Porque no todas las brujas visten de negro algunas exhiben granos descolgados de sus caras, tienen narices semejantes a ganchos de carnicería, emiten sonidos estridentes que abundan de cacofonías y comen niños que no resisten antojos de golosinas y chocolates. Esas son para consumo exhibicionista. Estereotipos que ocultan la realidad. Porque las brujas existen pero son rubias, morochas, castañas, pelirrojas. Altas, bajas, rechonchas, estilizadas. Son pilotos de escobas sin registro profesional. Divertidas, amargadas, Todas tienen su lado oscuro, todas su perfil público elaborado por siglos de experiencia.
Algunas elaboran brebajes con fórmulas heredadas, pocas incursionan en innovar recetas que consideran mágicas y universales.
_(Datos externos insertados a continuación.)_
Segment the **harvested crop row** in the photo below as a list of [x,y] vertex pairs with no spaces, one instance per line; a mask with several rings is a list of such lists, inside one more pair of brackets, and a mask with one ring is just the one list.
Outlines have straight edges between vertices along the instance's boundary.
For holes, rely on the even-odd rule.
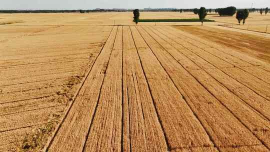
[[121,152],[122,34],[118,26],[84,152]]
[[[195,67],[196,69],[186,68],[186,60],[190,59],[182,54],[181,49],[178,49],[179,44],[173,42],[170,38],[154,30],[146,28],[148,32],[190,74],[194,76],[208,92],[230,110],[240,122],[247,127],[254,134],[270,148],[270,140],[268,140],[268,132],[270,122],[266,120],[260,114],[256,112],[240,98],[230,92],[203,69],[194,62],[189,63],[188,66]],[[152,31],[153,31],[152,32]],[[180,47],[181,48],[181,46]],[[182,50],[188,52],[188,50]],[[178,60],[181,58],[182,60]],[[191,61],[191,60],[190,60]]]
[[[179,38],[176,38],[176,40],[178,42],[180,41],[180,40]],[[228,63],[220,60],[218,62],[217,60],[220,60],[220,58],[217,58],[214,54],[212,54],[204,50],[197,48],[196,49],[190,49],[190,50],[193,53],[203,58],[206,60],[207,62],[213,65],[214,66],[218,68],[234,79],[239,82],[246,86],[250,88],[256,94],[260,94],[268,100],[270,100],[270,96],[269,95],[270,94],[270,84],[253,76],[249,73],[245,72],[238,67],[221,68],[222,67],[218,66],[218,65],[220,65],[220,64],[228,64]],[[220,62],[222,64],[220,64]]]
[[114,27],[66,117],[48,148],[49,152],[82,151],[114,42]]
[[216,146],[234,147],[261,144],[249,130],[154,39],[142,28],[138,28],[176,87],[184,91],[182,94],[190,100],[188,102]]
[[214,149],[200,122],[138,32],[134,26],[130,28],[169,148],[210,146]]
[[166,142],[131,31],[123,26],[124,152],[165,152]]
[[[166,32],[164,30],[162,30],[161,32],[162,33],[166,34],[170,40],[174,42],[174,45],[180,47],[179,48],[182,48],[182,46],[180,45],[180,44],[177,40],[178,38],[175,36],[170,34],[168,32]],[[263,114],[263,115],[268,118],[268,120],[270,119],[270,115],[268,112],[270,110],[270,106],[268,106],[270,103],[268,100],[231,78],[190,50],[179,49],[179,50],[181,50],[180,52],[183,54],[188,58],[200,68],[204,69],[228,90],[241,98],[255,110],[261,114]],[[188,68],[189,67],[186,66],[186,68]],[[193,68],[196,69],[196,67]]]
[[[174,31],[176,30],[173,30]],[[170,32],[172,33],[171,32]],[[248,62],[248,61],[246,60],[246,58],[248,59],[250,58],[247,56],[245,56],[242,54],[242,56],[241,56],[242,58],[238,58],[234,56],[234,54],[240,54],[239,52],[234,50],[228,49],[226,47],[222,48],[222,46],[221,45],[216,46],[217,44],[214,44],[210,42],[206,42],[205,40],[202,40],[201,38],[198,38],[197,36],[176,30],[176,32],[174,32],[174,34],[175,33],[179,34],[180,36],[178,36],[178,38],[181,39],[182,40],[182,41],[188,42],[190,45],[192,46],[192,48],[195,48],[192,49],[191,48],[191,49],[196,50],[197,48],[201,48],[202,50],[207,52],[217,58],[222,59],[223,60],[222,61],[223,62],[226,62],[228,64],[233,65],[234,66],[236,66],[246,72],[264,80],[264,82],[269,82],[269,80],[270,80],[270,72],[268,70],[268,70],[270,70],[270,64],[262,61],[258,62],[257,61],[258,60],[256,60],[256,59],[252,60],[255,60],[255,61],[253,62]],[[194,40],[194,39],[196,40]],[[200,40],[200,42],[198,42],[198,39]],[[252,40],[254,41],[254,40]],[[213,47],[213,46],[215,46]],[[188,46],[186,48],[190,48]],[[213,60],[212,58],[210,58]],[[264,67],[264,66],[256,66],[258,65],[266,66],[266,67]],[[246,66],[248,66],[248,68],[246,68]],[[266,68],[266,67],[268,67],[268,68]],[[266,72],[264,70],[268,72]],[[263,75],[262,74],[266,75]]]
La mayoría tiene el poder de la mirada, de los mohines traviesos, de las muecas de desagrado. Histriónicas por naturaleza, arrastran en sus genes sus capacidades a perfeccionar. Abandonan sus enclaves y se mezclan en la vida cotidiana. Y tienen sus congresos, sus diversiones exclusivas, sus fiestas prohibidas, sus celebraciones profanas solo para iniciadas. La mayoría son solo traviesas, abandonadas a la adolescencia perpetua.
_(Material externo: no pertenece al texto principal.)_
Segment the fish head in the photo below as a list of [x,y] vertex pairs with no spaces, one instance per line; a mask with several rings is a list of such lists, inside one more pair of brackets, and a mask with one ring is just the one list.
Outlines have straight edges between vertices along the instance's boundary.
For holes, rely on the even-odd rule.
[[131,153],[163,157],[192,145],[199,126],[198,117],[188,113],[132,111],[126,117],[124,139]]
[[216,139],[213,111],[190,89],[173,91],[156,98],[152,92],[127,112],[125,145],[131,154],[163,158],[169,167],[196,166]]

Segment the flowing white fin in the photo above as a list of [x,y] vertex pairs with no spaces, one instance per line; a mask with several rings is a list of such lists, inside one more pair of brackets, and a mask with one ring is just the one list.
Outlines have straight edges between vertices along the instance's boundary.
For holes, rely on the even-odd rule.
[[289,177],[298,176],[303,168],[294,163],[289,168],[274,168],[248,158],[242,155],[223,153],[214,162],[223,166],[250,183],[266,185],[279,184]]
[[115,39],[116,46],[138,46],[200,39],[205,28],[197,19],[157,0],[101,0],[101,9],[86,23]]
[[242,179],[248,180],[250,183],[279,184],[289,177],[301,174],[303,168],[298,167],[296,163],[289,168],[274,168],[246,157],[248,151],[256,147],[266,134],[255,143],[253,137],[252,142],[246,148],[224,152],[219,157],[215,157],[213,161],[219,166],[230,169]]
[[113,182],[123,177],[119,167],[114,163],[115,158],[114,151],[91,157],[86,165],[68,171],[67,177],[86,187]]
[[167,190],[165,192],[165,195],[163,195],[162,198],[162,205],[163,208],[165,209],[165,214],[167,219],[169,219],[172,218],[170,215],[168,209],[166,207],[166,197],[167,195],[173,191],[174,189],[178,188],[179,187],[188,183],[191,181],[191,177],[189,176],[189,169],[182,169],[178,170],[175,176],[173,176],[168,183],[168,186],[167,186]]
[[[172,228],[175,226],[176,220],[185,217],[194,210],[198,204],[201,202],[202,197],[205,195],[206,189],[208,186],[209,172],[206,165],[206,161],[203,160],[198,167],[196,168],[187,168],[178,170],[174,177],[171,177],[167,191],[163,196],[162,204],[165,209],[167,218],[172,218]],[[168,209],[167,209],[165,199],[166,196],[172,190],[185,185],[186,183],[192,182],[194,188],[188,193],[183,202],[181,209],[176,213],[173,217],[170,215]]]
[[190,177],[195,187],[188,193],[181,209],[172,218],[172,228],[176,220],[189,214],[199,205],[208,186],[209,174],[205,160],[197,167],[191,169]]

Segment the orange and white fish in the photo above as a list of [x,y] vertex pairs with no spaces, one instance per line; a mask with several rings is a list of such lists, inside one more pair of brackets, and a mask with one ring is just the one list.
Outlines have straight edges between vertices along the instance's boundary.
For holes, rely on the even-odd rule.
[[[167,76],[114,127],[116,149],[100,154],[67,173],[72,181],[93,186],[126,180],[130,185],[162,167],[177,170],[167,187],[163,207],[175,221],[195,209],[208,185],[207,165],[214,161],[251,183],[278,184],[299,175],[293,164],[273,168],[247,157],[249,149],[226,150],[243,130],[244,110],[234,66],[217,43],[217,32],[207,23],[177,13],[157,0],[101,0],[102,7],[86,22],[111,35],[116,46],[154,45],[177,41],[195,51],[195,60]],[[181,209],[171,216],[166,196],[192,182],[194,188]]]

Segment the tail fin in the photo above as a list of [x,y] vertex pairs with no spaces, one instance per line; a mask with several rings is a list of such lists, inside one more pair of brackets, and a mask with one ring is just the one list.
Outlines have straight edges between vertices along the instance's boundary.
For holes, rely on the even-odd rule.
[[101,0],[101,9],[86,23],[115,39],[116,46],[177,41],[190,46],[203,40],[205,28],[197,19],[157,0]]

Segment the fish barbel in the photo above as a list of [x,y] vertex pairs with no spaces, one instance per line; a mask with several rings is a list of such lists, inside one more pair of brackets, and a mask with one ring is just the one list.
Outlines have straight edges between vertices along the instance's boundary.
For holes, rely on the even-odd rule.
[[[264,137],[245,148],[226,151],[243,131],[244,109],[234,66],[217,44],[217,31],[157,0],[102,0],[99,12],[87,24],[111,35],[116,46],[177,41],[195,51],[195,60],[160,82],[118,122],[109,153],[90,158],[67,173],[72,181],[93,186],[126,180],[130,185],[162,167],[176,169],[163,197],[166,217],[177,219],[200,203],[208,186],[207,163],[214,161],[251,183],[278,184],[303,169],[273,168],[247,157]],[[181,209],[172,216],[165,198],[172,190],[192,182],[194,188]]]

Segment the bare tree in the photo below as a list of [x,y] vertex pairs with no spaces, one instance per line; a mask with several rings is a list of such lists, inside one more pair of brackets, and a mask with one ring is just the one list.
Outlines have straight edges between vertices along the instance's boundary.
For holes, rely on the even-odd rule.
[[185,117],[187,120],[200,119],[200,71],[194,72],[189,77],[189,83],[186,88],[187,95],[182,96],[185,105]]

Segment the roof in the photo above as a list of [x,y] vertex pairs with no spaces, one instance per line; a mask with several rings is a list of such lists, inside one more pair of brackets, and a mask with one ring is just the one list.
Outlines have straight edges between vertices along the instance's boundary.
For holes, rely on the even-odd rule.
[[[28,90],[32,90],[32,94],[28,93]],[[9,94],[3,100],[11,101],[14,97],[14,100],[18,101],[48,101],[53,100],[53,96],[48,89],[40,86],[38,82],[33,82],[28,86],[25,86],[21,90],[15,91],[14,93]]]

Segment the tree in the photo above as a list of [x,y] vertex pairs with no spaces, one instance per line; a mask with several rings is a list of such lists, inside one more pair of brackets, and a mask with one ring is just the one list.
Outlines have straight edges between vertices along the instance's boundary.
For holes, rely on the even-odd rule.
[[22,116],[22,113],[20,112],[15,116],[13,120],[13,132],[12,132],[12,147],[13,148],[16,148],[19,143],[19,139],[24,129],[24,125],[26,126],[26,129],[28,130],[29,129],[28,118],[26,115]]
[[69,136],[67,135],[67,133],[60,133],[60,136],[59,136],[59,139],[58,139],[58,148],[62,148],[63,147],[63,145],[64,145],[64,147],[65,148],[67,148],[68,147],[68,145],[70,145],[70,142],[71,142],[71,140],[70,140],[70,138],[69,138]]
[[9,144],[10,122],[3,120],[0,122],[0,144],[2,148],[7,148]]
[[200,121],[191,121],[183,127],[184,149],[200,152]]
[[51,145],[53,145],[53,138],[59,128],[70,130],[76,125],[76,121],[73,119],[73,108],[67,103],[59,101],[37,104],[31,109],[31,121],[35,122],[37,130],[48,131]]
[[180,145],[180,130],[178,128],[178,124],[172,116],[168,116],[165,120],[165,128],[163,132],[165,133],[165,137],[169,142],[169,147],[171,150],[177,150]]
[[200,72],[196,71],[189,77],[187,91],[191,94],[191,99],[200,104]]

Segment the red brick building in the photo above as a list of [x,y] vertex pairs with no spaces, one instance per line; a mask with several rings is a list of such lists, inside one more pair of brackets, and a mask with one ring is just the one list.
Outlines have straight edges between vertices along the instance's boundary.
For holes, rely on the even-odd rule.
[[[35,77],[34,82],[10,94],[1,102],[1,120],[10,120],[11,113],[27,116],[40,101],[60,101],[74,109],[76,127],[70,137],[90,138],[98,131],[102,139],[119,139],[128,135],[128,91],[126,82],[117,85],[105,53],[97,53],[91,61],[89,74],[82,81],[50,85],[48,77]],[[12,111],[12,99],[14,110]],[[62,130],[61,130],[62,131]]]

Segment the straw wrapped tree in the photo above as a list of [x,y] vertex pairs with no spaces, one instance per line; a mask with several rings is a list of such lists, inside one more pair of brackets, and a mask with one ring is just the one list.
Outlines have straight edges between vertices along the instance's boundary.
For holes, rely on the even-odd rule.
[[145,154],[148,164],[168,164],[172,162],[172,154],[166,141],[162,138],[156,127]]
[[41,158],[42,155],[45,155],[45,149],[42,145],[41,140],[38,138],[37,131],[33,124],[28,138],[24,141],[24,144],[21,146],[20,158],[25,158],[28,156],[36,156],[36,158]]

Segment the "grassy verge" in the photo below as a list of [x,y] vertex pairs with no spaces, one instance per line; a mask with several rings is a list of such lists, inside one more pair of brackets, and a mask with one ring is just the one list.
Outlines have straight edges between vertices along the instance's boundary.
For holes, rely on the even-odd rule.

Salen de noche, sobrevolando en escobas de diseño medieval que no abandonan, a pesar del avance en aerodinámica y las normas de seguridad de aeropuertos, instalaciones militares y ciudades de rascacielos con luces parpadeantes. Llevan en sus manos cazasueños perfeccionados, son detectores electromagnéticos que permiten identificarlos al abandonarse a navegar sin ataduras. Entonces ponen en práctica las mañas aprendidas y las creatividades desarrolladas. Lo interrumpen y subrepticiamente introducen variaciones. Cambian personajes, disfrazan escenarios, ponen palabras que no se dijeron, borran expresiones. A veces intercalan paisajes desopilantes, o se entrometen añadiendo finales inesperados.
Contentas y lanzando carcajadas mudas, continúan su periplo desordenado buscando nuevas víctimas. Pocas veces se detienen a observar el resultado de sus travesuras. Saben que han provocado agitaciones en entornos apacibles, que arrojaron tormentas de arena en oasis desprevenidos. En alguna oportunidad regalan música de fondo con melodías de risas socarronas.
Cotejo acompañando a lunas ansiosas. Desfile de diversiones juveniles que se renuevan noche a noche. Condimento insustituible en los argumentos de sueños aburridos. Son indispensables en el equilibrio de la población. Tanto que no tienen detractores ni defensores a ultranza. Son solamente eso, brujas.